Unos centímetros más. Desde el umbral, atisbé un pasillo estrecho junto al baño y un resquicio del dormitorio. Habían descorrido las cortinas, y se veían unas puertas de cristal desde el techo hasta el suelo que daban a un angosto balcón.

—¿Hola? —Me salió una voz grave y tensa que no reconocía.

El resplandor lejano de la ciudad rasgaba apenas la negrura, trazando pálidas manchas en el suelo, y el zumbido del tráfico de la autopista se mezclaba con el palpitar de la sangre en mis oídos, mientras avanzaba muy despacio. La puerta se cerró a mis espaldas y clausuró la débil claridad del pasillo.

Percibí de algún modo que la habitación estaba vacía. ¿Tendría que esperar a alguien? ¿Se trataría de otra llamada telefónica que me conduciría, a su vez, a una nueva búsqueda inútil?

Un leve aroma: dulce, picante, con un toque de ceniza. Manteniendo el cuerpo en tensión, llegué al umbral del dormitorio. El edredón estaba un poco hundido, como si alguien se hubiera sentado, y al lado había un objeto largo, de algo más de un metro.
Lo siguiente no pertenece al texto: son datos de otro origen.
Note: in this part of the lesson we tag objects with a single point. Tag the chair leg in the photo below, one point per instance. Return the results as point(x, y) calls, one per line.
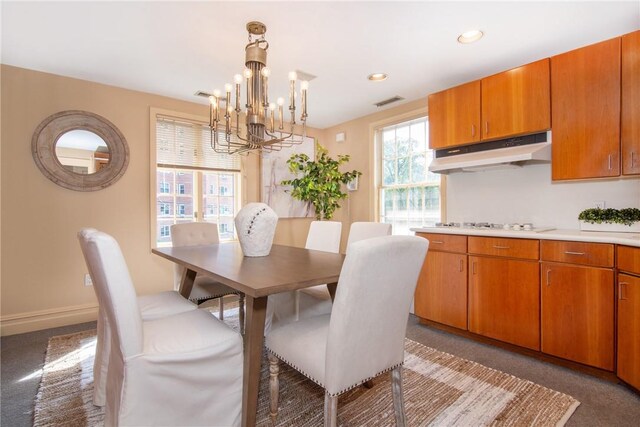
point(398, 400)
point(330, 410)
point(241, 313)
point(274, 385)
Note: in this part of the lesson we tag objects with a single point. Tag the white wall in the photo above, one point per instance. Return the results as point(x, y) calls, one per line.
point(527, 194)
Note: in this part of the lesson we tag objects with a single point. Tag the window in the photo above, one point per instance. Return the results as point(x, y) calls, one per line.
point(186, 163)
point(409, 195)
point(165, 209)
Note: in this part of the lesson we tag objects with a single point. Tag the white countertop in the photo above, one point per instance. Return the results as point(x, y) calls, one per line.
point(629, 239)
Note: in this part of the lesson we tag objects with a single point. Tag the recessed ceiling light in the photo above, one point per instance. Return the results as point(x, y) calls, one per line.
point(377, 77)
point(470, 36)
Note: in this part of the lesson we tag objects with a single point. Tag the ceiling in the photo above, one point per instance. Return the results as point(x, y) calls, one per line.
point(178, 48)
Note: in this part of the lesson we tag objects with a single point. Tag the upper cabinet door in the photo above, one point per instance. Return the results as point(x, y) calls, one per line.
point(516, 102)
point(454, 116)
point(630, 144)
point(585, 108)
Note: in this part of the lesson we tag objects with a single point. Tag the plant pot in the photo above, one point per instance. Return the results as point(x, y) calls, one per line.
point(256, 226)
point(610, 227)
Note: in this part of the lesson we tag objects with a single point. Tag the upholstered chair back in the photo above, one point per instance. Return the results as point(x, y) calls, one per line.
point(324, 236)
point(194, 234)
point(114, 290)
point(367, 230)
point(369, 318)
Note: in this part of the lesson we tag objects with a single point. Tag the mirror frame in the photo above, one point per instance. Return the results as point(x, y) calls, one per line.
point(43, 149)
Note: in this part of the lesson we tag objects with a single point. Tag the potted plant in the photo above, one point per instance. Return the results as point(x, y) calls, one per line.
point(614, 220)
point(320, 182)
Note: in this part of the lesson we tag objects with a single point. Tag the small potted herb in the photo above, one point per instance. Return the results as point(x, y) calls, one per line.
point(614, 220)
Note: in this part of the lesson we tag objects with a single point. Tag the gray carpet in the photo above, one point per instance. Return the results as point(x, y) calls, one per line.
point(602, 403)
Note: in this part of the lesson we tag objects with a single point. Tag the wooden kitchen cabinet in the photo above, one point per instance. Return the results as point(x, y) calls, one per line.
point(585, 108)
point(516, 102)
point(628, 354)
point(629, 329)
point(577, 313)
point(454, 116)
point(504, 300)
point(630, 124)
point(441, 292)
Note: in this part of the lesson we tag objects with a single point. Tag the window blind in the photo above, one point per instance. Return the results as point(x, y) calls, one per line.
point(188, 146)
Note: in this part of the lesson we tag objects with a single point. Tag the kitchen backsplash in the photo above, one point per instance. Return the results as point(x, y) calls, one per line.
point(528, 195)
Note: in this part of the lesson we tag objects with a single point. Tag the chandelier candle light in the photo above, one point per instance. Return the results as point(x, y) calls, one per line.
point(260, 114)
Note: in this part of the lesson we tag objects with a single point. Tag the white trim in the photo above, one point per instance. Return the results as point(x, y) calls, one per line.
point(44, 319)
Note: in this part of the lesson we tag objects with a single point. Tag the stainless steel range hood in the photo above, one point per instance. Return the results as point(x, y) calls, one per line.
point(502, 154)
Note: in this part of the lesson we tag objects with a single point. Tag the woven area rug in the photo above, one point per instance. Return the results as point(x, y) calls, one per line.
point(439, 389)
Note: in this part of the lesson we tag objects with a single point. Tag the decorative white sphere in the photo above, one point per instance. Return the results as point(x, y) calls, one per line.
point(256, 226)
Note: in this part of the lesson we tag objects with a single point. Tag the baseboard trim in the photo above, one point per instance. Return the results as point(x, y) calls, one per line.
point(44, 319)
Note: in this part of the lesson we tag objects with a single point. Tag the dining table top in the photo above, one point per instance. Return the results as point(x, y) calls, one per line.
point(286, 268)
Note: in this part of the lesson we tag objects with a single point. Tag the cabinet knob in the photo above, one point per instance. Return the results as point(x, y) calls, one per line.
point(621, 286)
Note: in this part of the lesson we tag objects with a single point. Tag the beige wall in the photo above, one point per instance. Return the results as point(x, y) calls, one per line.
point(42, 267)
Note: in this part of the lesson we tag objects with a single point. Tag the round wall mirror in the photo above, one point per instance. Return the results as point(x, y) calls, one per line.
point(80, 150)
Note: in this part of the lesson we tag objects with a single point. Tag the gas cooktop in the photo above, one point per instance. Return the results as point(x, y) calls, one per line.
point(527, 226)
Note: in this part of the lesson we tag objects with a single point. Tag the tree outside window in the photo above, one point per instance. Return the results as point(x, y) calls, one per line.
point(409, 195)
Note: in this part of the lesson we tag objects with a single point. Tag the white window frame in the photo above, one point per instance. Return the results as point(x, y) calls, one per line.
point(375, 160)
point(240, 178)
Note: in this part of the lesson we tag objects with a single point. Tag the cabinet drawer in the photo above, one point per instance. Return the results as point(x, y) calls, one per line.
point(629, 259)
point(445, 242)
point(498, 246)
point(595, 254)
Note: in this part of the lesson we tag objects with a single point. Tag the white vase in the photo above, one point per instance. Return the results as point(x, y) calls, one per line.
point(256, 226)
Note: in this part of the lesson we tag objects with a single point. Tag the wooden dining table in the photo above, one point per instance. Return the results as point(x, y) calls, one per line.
point(286, 268)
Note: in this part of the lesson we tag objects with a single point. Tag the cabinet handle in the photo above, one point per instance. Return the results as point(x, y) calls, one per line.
point(549, 277)
point(620, 287)
point(574, 253)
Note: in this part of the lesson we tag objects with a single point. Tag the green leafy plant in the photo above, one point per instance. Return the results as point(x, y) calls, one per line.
point(625, 216)
point(321, 180)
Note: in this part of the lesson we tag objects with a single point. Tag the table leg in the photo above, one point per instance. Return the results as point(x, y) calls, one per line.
point(256, 309)
point(186, 283)
point(332, 287)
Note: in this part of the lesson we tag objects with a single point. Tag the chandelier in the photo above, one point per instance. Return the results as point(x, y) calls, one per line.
point(262, 130)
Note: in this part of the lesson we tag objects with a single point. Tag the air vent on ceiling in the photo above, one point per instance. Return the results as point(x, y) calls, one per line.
point(305, 76)
point(203, 94)
point(388, 101)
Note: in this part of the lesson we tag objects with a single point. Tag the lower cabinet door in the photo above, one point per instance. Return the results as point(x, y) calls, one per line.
point(577, 313)
point(504, 300)
point(629, 329)
point(441, 293)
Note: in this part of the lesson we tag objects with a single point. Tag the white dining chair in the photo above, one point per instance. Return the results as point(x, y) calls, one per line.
point(353, 344)
point(287, 306)
point(184, 369)
point(152, 306)
point(204, 288)
point(316, 299)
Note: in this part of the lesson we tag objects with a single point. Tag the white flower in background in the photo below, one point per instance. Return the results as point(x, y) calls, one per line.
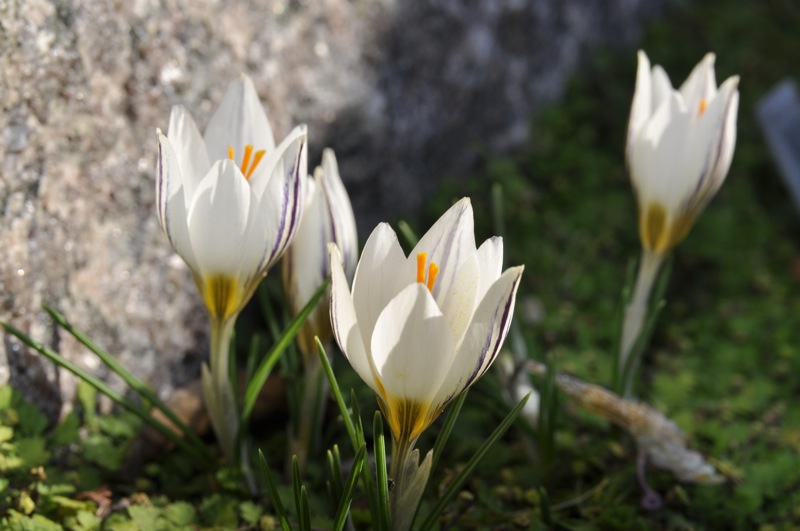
point(679, 148)
point(327, 218)
point(230, 203)
point(420, 330)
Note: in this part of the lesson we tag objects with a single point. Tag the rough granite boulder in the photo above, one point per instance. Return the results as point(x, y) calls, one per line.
point(403, 91)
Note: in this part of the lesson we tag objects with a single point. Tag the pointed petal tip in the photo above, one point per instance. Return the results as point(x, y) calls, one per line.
point(333, 250)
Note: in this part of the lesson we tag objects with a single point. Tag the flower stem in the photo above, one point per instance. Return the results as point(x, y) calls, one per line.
point(220, 398)
point(410, 479)
point(307, 433)
point(636, 313)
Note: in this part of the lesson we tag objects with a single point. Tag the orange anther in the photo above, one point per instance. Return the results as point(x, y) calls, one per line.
point(433, 270)
point(421, 259)
point(256, 160)
point(248, 152)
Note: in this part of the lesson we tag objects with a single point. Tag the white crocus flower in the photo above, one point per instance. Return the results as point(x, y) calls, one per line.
point(679, 148)
point(327, 218)
point(230, 203)
point(421, 329)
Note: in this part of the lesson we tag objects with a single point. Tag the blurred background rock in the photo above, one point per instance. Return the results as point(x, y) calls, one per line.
point(405, 92)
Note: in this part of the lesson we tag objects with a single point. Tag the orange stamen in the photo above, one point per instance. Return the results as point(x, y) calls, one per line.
point(433, 270)
point(248, 152)
point(421, 259)
point(256, 160)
Escrutando la habitación, di un paso corto y cogí el objeto por la empuñadura de goma; la cabeza metálica osciló al final del mango de grafito, y destelló pese a las escasas luces de la ciudad que se colaban en la estancia: un driver de golf. ¡Mi driver de golf! El mismo que le había arrojado al intruso cuando saltaba por la cerca trasera. La muesca de la cabeza estaba manchada, probablemente de tierra. Yo había dejado el palo tirado entre la vegetación, al fin y al cabo. Pero aquello no se comportaba como si fuese tierra.

Resbalaba con lentitud por la cara de titanio.

Arrojé el palo sobre la cama. Había descifrado el olor que había en el ambiente, aquel resto casi imperceptible de humo: cigarrillos de clavo.

TIENES QUE VERLO.

Jadeando, di otro pequeño paso de lado para conservar el equilibrio, y mi pie chocó con algo blando.

Algo que formaba parte de una masa oscura despatarrada a mi izquierda, junto a la cama. Inspiré resollando, que a mí me sonó como un chillido, y parpadeé en la oscuridad, escrutando el cuerpo grotescamente tendido boca arriba: manos crispadas, frente abollada, y unos hilillos negros de sangre reptando hacia el cuero cabelludo y la oreja, encharcándose en la cuenca de un ojo; las famosas cejas, los dientes inmaculados… Y mi perdición: aquella mandíbula perfectamente dibujada.

ESTA NOCHE LO ENTENDERÁS TODO.

El horror me atenazó la garganta, me ahogó y me provocó una arcada. Lo supe incluso antes de oír los pasos apresurados en el pasillo. Apartándome de la cama, me detuve en mitad de la habitación frente al magnífico paisaje urbano enturbiado por la neblina; me saqué del bolsillo la nota —un seguro lamentablemente inútil— y levanté las manos por encima de la cabeza una fracción de segundo antes de que se viniera abajo la puerta y me enfocaran las potentes linternas de la policía.